Find me a bubble in which to escape – at full salary – and I happily will climb in and curl up.
Then there is living on the bubble. This is an uncomfortable state of standing astride a thin film of possibility. It’s always precarious. It’s always a balancing act, between hope and elimination. And more often than not, the bubble always seems to go, “Pop!” leaving you sprawled and sore.
This is a familiar condition if you are a fan of, well, just about any sport, college or pro, currently played within a 75 mile radius of Philips Arena.
In particular now there are the men’s basketball programs at Georgia and Georgia Tech.
Both are entering their conference tournaments having teased their constituency with some fine work lately. Tech has won five of its last six. Georgia is on a three-game SEC win streak. The only problem being all the dreary basketball that preceded this sunny trend.

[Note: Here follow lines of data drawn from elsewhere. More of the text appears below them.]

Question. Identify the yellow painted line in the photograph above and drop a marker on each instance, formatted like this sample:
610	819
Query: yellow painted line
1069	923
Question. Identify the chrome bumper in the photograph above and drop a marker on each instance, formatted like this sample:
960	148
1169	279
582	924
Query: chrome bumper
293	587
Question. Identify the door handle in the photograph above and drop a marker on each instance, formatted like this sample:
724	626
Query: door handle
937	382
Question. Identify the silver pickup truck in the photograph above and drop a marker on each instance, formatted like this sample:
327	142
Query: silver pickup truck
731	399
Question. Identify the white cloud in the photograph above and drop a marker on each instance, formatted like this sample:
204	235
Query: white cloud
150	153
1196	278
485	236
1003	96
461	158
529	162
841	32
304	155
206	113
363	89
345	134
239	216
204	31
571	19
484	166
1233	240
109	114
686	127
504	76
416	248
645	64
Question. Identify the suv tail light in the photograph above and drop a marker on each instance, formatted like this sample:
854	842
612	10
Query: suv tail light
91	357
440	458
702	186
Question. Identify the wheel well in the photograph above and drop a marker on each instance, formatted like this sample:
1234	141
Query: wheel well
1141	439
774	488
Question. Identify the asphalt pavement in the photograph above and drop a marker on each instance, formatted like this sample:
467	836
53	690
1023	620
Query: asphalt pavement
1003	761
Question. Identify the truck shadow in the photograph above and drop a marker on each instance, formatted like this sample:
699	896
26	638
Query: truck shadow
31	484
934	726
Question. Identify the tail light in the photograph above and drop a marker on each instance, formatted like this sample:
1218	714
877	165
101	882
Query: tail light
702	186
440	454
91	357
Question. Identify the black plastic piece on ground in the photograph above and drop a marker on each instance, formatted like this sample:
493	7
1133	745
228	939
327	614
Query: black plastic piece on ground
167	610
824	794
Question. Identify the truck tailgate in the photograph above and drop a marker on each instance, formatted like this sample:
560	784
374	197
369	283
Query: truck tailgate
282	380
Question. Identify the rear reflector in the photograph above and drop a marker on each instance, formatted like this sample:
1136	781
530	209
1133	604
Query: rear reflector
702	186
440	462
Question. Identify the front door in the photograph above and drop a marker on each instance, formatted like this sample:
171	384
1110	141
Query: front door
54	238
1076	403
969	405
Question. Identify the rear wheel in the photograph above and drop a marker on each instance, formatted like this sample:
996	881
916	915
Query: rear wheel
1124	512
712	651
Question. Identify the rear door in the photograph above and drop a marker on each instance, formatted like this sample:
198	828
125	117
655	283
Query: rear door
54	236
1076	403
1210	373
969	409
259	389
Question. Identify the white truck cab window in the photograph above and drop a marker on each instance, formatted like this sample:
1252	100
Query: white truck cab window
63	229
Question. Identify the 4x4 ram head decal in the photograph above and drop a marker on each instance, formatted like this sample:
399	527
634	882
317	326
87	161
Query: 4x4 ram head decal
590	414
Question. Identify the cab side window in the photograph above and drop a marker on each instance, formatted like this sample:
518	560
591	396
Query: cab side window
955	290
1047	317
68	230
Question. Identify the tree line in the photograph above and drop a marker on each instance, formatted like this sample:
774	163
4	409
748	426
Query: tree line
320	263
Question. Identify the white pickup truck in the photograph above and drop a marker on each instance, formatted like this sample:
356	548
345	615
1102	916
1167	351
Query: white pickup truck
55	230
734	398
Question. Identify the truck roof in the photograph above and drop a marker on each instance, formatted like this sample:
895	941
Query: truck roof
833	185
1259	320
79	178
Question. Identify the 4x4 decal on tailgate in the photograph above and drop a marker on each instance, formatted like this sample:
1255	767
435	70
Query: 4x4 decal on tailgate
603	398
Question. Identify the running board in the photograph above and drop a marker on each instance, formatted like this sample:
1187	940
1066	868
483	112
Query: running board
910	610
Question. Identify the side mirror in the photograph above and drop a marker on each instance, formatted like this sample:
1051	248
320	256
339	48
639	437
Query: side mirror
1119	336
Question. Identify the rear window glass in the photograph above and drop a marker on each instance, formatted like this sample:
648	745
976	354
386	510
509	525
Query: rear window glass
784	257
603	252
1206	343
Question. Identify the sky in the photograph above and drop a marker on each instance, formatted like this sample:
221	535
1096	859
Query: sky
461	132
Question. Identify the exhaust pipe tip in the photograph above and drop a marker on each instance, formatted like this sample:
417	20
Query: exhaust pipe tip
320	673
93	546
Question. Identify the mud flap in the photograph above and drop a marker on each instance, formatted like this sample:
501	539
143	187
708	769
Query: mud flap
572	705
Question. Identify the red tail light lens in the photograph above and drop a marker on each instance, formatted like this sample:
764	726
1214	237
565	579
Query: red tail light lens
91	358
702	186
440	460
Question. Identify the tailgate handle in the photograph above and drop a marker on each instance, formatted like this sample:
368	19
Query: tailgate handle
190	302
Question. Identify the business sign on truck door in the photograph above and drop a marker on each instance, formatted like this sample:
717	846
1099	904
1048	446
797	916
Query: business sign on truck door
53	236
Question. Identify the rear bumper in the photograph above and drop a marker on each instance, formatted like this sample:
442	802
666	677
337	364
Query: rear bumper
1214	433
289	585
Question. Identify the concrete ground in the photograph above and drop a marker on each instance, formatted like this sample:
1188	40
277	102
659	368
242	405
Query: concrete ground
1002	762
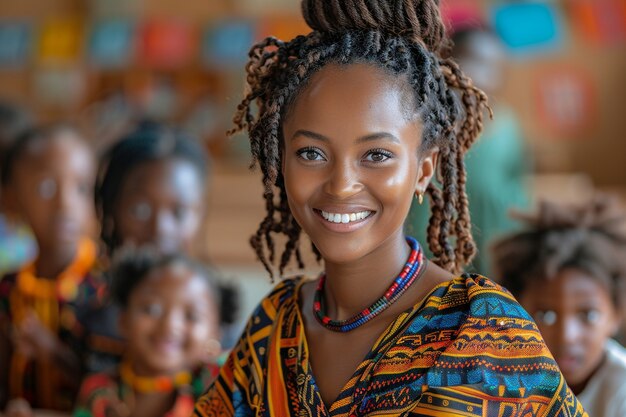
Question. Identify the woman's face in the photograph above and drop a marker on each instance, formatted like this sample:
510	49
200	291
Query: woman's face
170	318
576	316
351	162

So, taken together, the Bulldogs and Yellow Jackets are a combined 18-18 within their conferences, the very selfie of mediocrity. Tech’s RPI – however that magical number is derived – is 70. Georgia’s 72. Yes, right on the cliff’s edge where borderline teams argue for a spot in the NCAA tournament’s field of 68.
Both Georgia and Tech are capable of making much-needed runs in their conference tournaments to shore up their big tournament arguments. I am a big believer in the power of seniors at this time of year, and older, experienced leadership is the single blessing these teams have to count upon.
Or they may crap out in the first game. Neither scenario would be a total shock. And that is the very definition of life on the bubble.
Whether or not either/both/neither slide into the NCAAs – and my thought is that Tech has a better chance of getting in than Georgia (yes, despite that 14-point loss to the Dogs in December, another lifetime ago) – at least here it is March and we at least get to wonder for another few days.
Even getting to the bubble, playing better at the end than the beginning, is a victory of sorts. Enough, in particular, to save Brian Gregory’s job at Tech? I think so, but no one really consults me.
Fans of these programs deserve better than the uncertain condition that faces them today. But they are used to it, having so much experience surfing the delicate surface of the bubble.